Yesterday I went to the London Fashion and Textile Museum with my Grate Frend, Beatriz. We went to see the Kaffe Fassett exhibition. She had never heard of him, which I found a bit strange as all knitters and patchworkers and needlepointers in the UK will know his innovative and colour-soaked work. Anyway, it was a lovely show – unfortunately it finishes tomorrow, so you will have to be quick to see it.
I took some pictures, but flash wasn’t permitted (understandably) so my photos are a bit murky. There was plenty of his work on display including his paintings which I think I have only seen reproduced in his books up to now.
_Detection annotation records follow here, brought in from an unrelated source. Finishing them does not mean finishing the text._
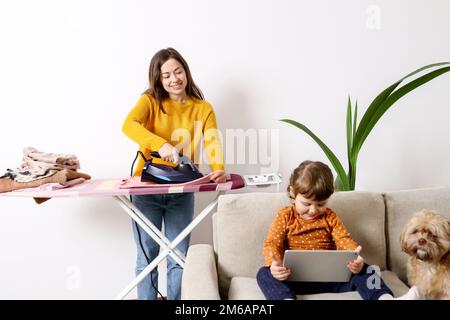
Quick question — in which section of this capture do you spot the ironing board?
[0,174,245,300]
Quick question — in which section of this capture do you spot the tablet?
[283,250,358,282]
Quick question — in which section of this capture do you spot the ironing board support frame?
[114,191,224,300]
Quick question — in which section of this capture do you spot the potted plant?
[280,62,450,191]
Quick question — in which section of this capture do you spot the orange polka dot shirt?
[263,204,358,267]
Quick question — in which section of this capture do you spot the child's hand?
[269,251,291,281]
[347,246,364,274]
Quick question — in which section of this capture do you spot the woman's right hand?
[269,251,291,281]
[158,142,179,164]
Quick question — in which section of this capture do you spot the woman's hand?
[347,246,364,274]
[158,142,180,164]
[269,251,291,281]
[211,170,227,183]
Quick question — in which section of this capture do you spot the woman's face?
[294,193,328,220]
[161,58,187,100]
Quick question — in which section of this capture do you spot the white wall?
[0,0,450,299]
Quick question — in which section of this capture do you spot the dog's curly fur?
[400,210,450,300]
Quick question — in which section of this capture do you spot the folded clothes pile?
[0,147,91,198]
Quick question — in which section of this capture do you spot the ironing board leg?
[114,196,185,266]
[114,191,223,300]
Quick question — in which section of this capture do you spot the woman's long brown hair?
[144,48,204,113]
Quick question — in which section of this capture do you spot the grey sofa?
[182,188,450,300]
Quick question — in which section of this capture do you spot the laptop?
[283,250,358,282]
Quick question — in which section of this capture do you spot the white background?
[0,0,450,299]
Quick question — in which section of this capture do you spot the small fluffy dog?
[400,210,450,300]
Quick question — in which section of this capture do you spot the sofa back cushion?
[213,192,386,297]
[384,188,450,282]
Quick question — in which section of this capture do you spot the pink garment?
[119,173,213,189]
[17,147,80,176]
[17,178,86,192]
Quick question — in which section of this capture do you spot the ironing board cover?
[0,174,245,198]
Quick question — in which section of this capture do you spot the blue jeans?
[132,193,194,300]
[256,263,393,300]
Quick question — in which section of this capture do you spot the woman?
[122,48,226,300]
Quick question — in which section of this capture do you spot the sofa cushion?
[384,188,450,282]
[328,191,386,270]
[213,192,386,298]
[228,271,408,300]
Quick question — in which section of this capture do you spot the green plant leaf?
[280,119,349,190]
[352,100,358,145]
[346,96,353,166]
[354,67,450,153]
What was interesting to me, however, as a raging egotist, was Beatriz’s comment that his work is like mine. I think it is probably the other way round. He has been a huge influence on me, and still is, I think. Since I came across his first book Glorious Knitting at an impressionable age, I haven’t been able to resist a yellow background:
His work has always been highly decorative, with detail being one of the main design elements:
I love these little crocheted and beaded caps he seems to be doing now.
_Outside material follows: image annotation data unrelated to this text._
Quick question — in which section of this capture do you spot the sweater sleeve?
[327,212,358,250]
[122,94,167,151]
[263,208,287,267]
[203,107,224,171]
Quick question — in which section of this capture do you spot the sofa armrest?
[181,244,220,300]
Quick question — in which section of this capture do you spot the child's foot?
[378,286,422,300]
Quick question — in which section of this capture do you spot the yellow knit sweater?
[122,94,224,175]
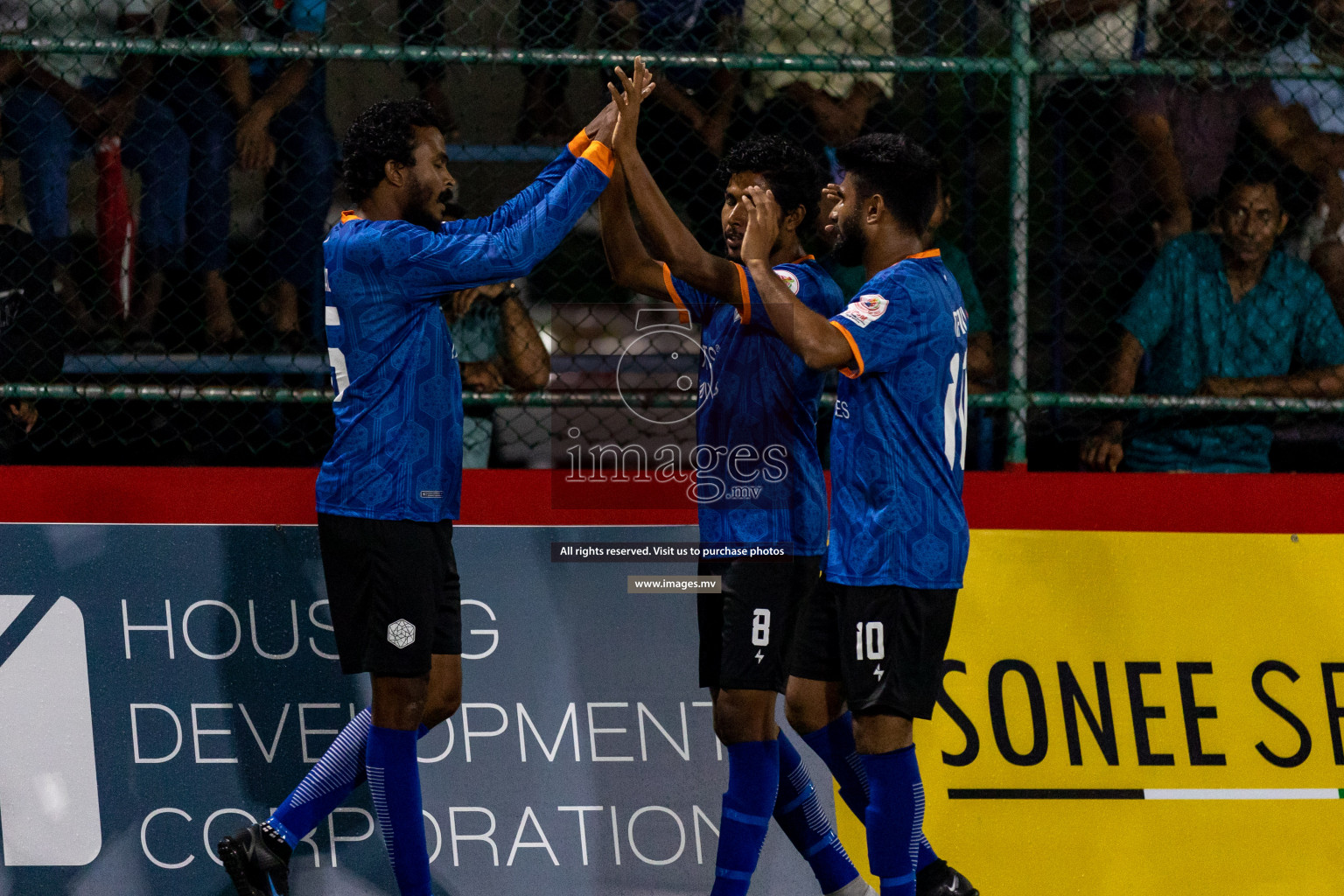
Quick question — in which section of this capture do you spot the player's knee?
[853,713,914,755]
[714,690,778,745]
[783,693,830,735]
[421,688,462,728]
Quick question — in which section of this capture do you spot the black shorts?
[317,513,462,678]
[793,579,957,718]
[699,556,821,693]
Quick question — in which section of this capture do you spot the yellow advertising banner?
[836,530,1344,896]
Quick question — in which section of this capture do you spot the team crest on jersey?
[840,293,887,326]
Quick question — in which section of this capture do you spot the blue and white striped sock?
[863,745,925,896]
[266,710,429,849]
[802,712,938,869]
[710,740,780,896]
[364,725,430,896]
[774,731,859,893]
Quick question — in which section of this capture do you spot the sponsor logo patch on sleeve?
[774,268,798,296]
[840,293,887,326]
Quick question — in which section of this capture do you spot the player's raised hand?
[584,70,653,140]
[606,56,653,155]
[742,186,780,264]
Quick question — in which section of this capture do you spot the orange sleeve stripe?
[662,264,691,324]
[581,140,615,178]
[738,264,752,324]
[569,130,592,158]
[830,321,863,380]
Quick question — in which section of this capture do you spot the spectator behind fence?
[816,175,995,394]
[396,0,462,144]
[0,0,187,336]
[0,164,57,445]
[1266,0,1344,313]
[161,0,336,354]
[1114,0,1344,247]
[1031,0,1166,62]
[439,203,551,469]
[743,0,897,155]
[1082,165,1344,472]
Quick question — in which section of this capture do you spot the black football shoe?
[915,858,980,896]
[215,825,294,896]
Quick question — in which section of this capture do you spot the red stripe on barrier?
[0,466,1344,532]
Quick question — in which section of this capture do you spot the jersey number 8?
[752,608,770,648]
[323,300,349,402]
[942,352,966,470]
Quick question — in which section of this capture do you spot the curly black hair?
[836,135,940,234]
[344,100,438,203]
[714,136,827,230]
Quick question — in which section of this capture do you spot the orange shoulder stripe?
[737,264,752,324]
[660,262,691,324]
[828,321,863,380]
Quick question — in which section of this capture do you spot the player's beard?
[406,183,453,231]
[830,209,868,268]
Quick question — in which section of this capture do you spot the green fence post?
[1004,0,1033,469]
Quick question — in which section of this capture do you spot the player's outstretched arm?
[615,68,743,308]
[597,158,668,297]
[402,60,661,301]
[444,80,653,234]
[742,186,855,371]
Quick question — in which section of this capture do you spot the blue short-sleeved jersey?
[662,256,844,556]
[827,250,969,588]
[317,144,612,522]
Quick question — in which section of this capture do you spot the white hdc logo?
[0,594,102,865]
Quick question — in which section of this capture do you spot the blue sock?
[802,712,868,821]
[266,710,429,849]
[710,740,780,896]
[802,712,938,869]
[863,745,923,896]
[774,731,859,893]
[364,725,430,896]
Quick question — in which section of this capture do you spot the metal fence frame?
[0,0,1344,469]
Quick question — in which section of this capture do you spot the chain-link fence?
[0,0,1344,470]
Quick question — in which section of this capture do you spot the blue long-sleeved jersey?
[317,135,612,522]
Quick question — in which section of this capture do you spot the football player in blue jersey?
[216,62,652,896]
[599,68,872,896]
[742,135,977,896]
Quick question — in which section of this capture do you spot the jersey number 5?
[326,304,349,402]
[942,352,966,470]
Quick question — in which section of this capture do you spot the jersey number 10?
[942,352,966,470]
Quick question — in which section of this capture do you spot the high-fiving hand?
[606,56,653,156]
[742,186,780,264]
[584,62,653,140]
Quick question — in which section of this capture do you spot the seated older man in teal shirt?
[1082,166,1344,472]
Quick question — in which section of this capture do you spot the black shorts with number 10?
[699,556,822,693]
[790,579,957,718]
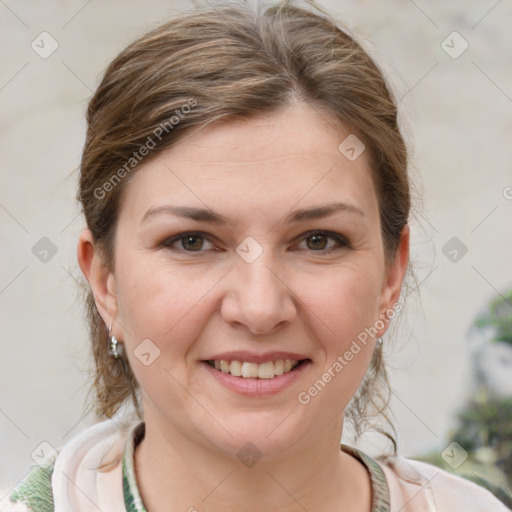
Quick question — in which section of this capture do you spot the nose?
[221,250,297,334]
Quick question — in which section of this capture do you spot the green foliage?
[417,290,512,507]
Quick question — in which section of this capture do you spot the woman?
[1,3,506,512]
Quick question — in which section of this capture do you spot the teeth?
[210,359,299,379]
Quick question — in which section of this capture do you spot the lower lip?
[201,361,311,396]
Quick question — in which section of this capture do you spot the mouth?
[203,359,311,380]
But I think that what I mainly got from him was something about pattern. I remember going to a lecture by him in Bath years ago and taking away one thing he said which was that if you repeat something, even a mistake, it will look deliberate and like part of a pattern. This has saved me on a number of occasions:
Pattern making, particularly with beads, is a huge part of my work.
Finally, he gave me what he gave lots of women in the eighties and nineties, a freedom with colour. Again, I remember reading in one of his books that one red is difficult to work with, but ten reds are easy and give a vaguely faded feel to a piece. I have used this a lot in my work. Firstly lots of red which I love, and secondly lots of variations on a colour in one piece of work:
I’m not sure if you can still get this pencil print, but it is exactly how I feel about red, pink and orange. This is why I will never be a really trendy embroiderer. I cannot do that bleached out, stripped back stuff. I think colour is life. I have taken to wearing bright red lipstick in my fifties just for the hell of it and life really changes. I had a friend who said that if every woman in the country were given an Estee Lauder Parallel Red lipstick we could do without assertiveness courses altogether.
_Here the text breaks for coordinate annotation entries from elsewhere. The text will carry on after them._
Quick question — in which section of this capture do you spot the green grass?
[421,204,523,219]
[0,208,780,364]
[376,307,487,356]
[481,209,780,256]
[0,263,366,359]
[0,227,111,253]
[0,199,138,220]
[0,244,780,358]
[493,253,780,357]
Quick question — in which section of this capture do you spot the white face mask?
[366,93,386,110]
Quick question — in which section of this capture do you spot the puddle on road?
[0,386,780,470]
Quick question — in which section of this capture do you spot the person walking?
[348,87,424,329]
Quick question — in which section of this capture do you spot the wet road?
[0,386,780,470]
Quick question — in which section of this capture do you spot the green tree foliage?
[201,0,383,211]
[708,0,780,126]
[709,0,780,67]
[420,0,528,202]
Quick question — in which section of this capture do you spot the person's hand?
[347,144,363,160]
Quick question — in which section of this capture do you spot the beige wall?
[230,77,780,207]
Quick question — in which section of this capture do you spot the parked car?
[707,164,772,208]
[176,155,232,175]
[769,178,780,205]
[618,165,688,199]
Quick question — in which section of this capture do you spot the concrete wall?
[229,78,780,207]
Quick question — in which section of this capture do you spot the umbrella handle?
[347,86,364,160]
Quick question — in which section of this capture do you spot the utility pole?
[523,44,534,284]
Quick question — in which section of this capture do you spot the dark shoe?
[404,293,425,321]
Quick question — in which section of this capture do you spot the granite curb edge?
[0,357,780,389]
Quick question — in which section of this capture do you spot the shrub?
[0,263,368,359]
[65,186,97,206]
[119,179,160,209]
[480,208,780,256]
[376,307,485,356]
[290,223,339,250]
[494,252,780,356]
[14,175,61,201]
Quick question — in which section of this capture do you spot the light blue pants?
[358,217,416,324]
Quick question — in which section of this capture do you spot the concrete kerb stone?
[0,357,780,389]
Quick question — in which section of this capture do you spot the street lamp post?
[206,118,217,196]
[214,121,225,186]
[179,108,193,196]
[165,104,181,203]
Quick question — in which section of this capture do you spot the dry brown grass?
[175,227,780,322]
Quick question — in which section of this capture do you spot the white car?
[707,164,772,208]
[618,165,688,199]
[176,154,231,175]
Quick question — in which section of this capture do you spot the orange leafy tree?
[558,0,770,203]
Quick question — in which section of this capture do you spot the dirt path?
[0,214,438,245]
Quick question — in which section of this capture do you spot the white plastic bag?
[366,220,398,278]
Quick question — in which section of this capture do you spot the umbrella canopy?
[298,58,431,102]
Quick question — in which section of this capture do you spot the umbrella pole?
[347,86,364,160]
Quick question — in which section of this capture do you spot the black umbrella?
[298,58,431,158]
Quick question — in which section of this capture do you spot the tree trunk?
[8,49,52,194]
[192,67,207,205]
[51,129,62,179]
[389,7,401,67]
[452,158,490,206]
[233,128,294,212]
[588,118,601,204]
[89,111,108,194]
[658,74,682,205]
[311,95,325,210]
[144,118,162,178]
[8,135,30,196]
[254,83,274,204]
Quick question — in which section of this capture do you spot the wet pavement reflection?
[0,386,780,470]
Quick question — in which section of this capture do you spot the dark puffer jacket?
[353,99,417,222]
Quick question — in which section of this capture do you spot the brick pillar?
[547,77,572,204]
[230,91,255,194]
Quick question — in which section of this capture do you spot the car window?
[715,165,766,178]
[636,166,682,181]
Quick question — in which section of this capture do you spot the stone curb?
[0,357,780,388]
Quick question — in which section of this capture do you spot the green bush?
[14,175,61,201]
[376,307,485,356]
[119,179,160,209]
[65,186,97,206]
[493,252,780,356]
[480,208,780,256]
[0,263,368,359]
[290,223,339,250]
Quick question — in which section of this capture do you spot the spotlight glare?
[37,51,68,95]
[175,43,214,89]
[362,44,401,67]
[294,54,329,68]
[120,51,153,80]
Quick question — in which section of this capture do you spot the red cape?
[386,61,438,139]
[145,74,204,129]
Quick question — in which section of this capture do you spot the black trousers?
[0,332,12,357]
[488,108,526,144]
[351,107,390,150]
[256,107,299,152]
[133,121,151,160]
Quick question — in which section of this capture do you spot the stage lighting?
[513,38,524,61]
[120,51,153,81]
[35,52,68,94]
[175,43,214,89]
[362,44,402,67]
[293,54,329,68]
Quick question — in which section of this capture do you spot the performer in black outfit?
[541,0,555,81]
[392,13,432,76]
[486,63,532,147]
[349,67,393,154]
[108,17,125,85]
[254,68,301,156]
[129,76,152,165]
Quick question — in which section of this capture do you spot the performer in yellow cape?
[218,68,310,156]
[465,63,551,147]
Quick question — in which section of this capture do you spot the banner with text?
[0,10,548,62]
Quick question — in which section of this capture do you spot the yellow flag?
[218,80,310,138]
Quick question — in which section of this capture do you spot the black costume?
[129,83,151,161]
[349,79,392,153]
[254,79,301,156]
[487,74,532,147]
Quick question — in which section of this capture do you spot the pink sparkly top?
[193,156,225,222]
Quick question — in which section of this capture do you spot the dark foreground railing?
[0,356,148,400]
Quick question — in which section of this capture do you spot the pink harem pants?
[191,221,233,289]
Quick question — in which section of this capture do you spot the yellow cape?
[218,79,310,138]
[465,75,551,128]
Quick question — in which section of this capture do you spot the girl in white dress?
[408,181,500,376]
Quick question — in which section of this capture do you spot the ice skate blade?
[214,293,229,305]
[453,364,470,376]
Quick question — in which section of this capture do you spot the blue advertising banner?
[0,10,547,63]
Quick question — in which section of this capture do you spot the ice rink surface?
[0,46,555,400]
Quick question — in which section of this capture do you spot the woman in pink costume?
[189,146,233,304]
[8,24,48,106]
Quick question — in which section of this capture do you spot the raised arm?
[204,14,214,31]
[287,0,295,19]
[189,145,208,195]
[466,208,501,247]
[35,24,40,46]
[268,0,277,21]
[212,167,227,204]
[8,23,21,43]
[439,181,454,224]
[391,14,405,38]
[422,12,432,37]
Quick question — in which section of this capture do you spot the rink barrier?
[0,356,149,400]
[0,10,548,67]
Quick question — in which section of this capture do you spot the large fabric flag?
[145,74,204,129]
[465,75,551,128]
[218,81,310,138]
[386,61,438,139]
Confidence with colour marks Kaffe Fassett’s work and I think I owe him a real debt for that.
PS. Naturally I bought his autobiography in the tiny shop. I got it home to find it was an autographed copy which was a delight. On reading it, however, I discover his birth name was Frank. I seriously don’t think he would have gone so far called Frank Fassett. Kaffe, by the way, comes from a children’s book about Ancient Egypt that he loved.